Diaspora en trompe‑l’œil : ces “représentants” résidant au Gabon
Hier, mercredi 7 mai 2025, le Chef de l’État Brice Clotaire Oligui Nguema a convié à la résidence présidentielle ce qui était présenté comme les « représentants de la diaspora gabonaise ». Si l’intention affichée de valoriser la contribution des Gabonais de l’étranger mérite d’être saluée, la composition de cette délégation jette un doute sérieux sur la sincérité et la rigueur de l’exercice.
Une confusion des statuts
Parmi les invités figuraient plusieurs personnalités installées au Gabon depuis deux ans ou plus : Jean Delors Biyogue, candidat à la présidentielle d’août 2023, désormais haut cadre à l’AGASA, et Stéphane Nzeng, revenu au Gabon dès le lendemain du coup d’État du 30 août 2023, pour n’en citer que deux. Or l’essence même du mot « diaspora » suppose une résidence à l’étranger ; comment peut-on encore prétendre honorer des « représentants de la diaspora » qui vivent sur le territoire national ? À moins de considérer qu’ils aient jadis quitté le pays, rien ne justifie qu’on les présente aujourd’hui comme porte-voix des Gabonais de l’étranger.
Le glissement sémantique
Cette dérive sémantique est lourde de conséquences : elle dilue le sens des mesures fortes naguère vantées, comme l’attribution de deux sièges parlementaires à la diaspora, en les rendant applicables à des individus qui, pour la plupart, n’ont plus aucun lien opérationnel avec leurs pays de résidence.

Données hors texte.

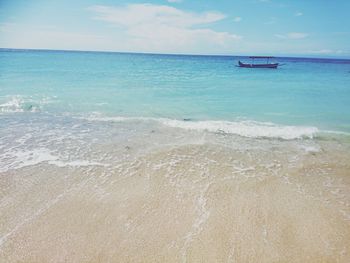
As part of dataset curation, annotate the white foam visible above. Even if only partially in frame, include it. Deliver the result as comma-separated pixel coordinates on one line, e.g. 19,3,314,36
82,114,319,140
0,148,108,172
0,95,57,114
85,116,133,122
0,96,25,113
49,160,109,167
0,96,39,113
0,148,59,172
321,130,350,136
299,144,321,154
160,119,318,140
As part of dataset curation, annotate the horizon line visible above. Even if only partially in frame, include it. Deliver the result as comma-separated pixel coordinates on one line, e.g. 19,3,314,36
1,47,349,60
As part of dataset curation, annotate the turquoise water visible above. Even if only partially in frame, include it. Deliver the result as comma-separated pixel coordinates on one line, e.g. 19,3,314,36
1,49,350,133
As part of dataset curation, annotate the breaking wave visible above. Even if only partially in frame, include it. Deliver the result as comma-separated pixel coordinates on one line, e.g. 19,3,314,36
82,115,319,140
160,119,318,140
0,95,55,114
0,147,108,173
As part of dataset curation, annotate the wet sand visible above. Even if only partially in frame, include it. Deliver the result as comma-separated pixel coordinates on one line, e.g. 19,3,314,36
1,135,350,262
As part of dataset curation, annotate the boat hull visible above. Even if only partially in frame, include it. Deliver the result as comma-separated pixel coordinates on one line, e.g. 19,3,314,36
238,61,279,69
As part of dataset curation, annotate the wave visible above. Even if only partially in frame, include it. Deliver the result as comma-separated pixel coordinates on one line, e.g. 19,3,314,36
49,160,108,168
0,147,108,173
82,114,319,140
0,95,55,114
160,119,318,140
0,96,36,113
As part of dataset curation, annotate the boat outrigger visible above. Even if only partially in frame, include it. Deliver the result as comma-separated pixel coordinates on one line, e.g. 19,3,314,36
237,56,279,69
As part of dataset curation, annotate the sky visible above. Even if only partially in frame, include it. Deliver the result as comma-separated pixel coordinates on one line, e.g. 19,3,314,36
0,0,349,57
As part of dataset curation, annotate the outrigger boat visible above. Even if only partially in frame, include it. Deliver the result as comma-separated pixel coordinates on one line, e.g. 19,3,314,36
238,56,279,69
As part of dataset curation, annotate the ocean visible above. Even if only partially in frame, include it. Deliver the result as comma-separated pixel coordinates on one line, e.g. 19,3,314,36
1,49,350,262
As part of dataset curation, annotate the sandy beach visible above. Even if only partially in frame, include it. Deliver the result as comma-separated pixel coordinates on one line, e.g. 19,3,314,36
1,123,350,262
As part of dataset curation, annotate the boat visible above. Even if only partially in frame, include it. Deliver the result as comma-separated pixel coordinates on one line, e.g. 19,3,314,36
237,56,279,69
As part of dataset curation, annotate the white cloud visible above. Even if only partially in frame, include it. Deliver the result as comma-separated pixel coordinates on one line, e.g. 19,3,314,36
275,32,308,39
89,4,226,28
88,4,241,53
295,12,303,17
233,17,242,22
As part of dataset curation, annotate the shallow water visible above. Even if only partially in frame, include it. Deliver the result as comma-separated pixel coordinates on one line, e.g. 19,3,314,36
1,49,350,262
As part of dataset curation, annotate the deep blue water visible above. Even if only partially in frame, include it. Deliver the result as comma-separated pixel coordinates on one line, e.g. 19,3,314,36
1,49,350,132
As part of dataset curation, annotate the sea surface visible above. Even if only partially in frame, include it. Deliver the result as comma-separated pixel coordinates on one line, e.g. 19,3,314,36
1,49,350,262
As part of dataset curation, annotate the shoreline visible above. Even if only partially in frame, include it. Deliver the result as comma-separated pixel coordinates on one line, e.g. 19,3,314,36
1,131,350,262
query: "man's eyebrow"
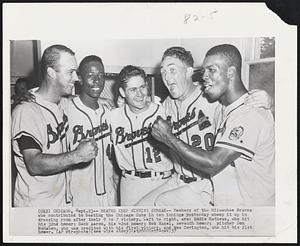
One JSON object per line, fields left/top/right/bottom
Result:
{"left": 160, "top": 63, "right": 175, "bottom": 69}
{"left": 68, "top": 68, "right": 78, "bottom": 72}
{"left": 88, "top": 71, "right": 105, "bottom": 74}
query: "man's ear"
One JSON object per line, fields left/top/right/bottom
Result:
{"left": 227, "top": 66, "right": 236, "bottom": 79}
{"left": 119, "top": 87, "right": 125, "bottom": 98}
{"left": 77, "top": 75, "right": 83, "bottom": 85}
{"left": 186, "top": 67, "right": 194, "bottom": 78}
{"left": 47, "top": 67, "right": 56, "bottom": 79}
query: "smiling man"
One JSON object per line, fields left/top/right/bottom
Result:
{"left": 109, "top": 65, "right": 174, "bottom": 206}
{"left": 150, "top": 44, "right": 275, "bottom": 206}
{"left": 11, "top": 45, "right": 98, "bottom": 207}
{"left": 136, "top": 47, "right": 218, "bottom": 206}
{"left": 65, "top": 55, "right": 118, "bottom": 206}
{"left": 136, "top": 46, "right": 273, "bottom": 206}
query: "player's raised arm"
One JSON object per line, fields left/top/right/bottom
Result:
{"left": 21, "top": 138, "right": 98, "bottom": 176}
{"left": 151, "top": 116, "right": 240, "bottom": 176}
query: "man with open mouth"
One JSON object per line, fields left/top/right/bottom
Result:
{"left": 136, "top": 46, "right": 273, "bottom": 206}
{"left": 148, "top": 44, "right": 275, "bottom": 206}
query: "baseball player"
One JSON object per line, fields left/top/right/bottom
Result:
{"left": 136, "top": 46, "right": 273, "bottom": 206}
{"left": 150, "top": 44, "right": 275, "bottom": 206}
{"left": 108, "top": 65, "right": 174, "bottom": 206}
{"left": 11, "top": 45, "right": 98, "bottom": 207}
{"left": 65, "top": 55, "right": 118, "bottom": 206}
{"left": 11, "top": 77, "right": 30, "bottom": 108}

Les « anciens membres de la diaspora », s’ils ont souhaité revenir servir leur patrie, ne sauraient être confondus avec ceux qui, aujourd’hui, font face aux réalités – administratives, économiques, sociales – de l’expatriation.
Qui parle au nom de qui ?
L’opacité qui entoure le choix de ces délégués interroge : quels critères ont présidé à leur sélection ? Qui a légitimé leur élection au sein de leur communauté ? Sans doute la Présidence invoquera-t-elle la cérémonie d’investiture du 3 mai dernier, à laquelle certains ont pris part ; il demeure que le simple fait d’avoir été présent lors d’un événement protocolaire ne fait pas de vous le porte-parole des Gabonais de France, du Maroc ou des États‑Unis. On attendrait qu’une association ou un réseau structuré propose une liste, et non un cabinet qui aligne des noms pourvu qu’ils soient médiatiquement valorisables.
Le risque de récupération
En instrumentalisant de vieux visages, l’exécutif s’expose au reproche de confisquer la parole de la vraie diaspora : celle qui envoie des devises, crée des partenariats, milite au sein des organisations internationales ou tout simplement nourrit un quotidien d’expatrié. Ces hommes et femmes – enseignants, entrepreneurs, étudiants, travailleurs saisonniers – n’ont ni temps ni tribune pour plaider leur cause, alors que leur expertise et leur attachement à la reconstruction du Gabon justifieraient d’être entendus.
Une opportunité manquée
Au lieu de réaffirmer des principes d’inclusion véritable, cette rencontre sonne creux. L’on se souvient encore des discours enflammés du Président célébrant l’« édifice nouveau » à bâtir ensemble ; encore faudrait-il que tous ceux qui ont façonné cet « édifice » depuis l’étranger puissent y prendre leur part, et non être écartés par une définition opportuniste de la diaspora.
En cherchant à féliciter et mobiliser la diaspora, l’exécutif a commis un contresens en présentant comme tels des résidents nationaux. Cette maladresse s’apparente à une vaine opération de communication, plutôt qu’à un véritable acte de reconnaissance. Les « anciens » expatriés, s’ils méritent respect pour leur parcours, doivent être distingués de ceux qui, aujourd’hui encore, vivent et travaillent loin du Gabon. Car la vraie richesse de la diaspora, celle qui puise dans l’altérité pour prendre le pouls du monde et influer sur l’avenir du pays, ne se mesure pas en titres honorifiques, mais bien en voix. Et ces voix-là réclament d’abord d’être écoutées, là où elles se trouvent.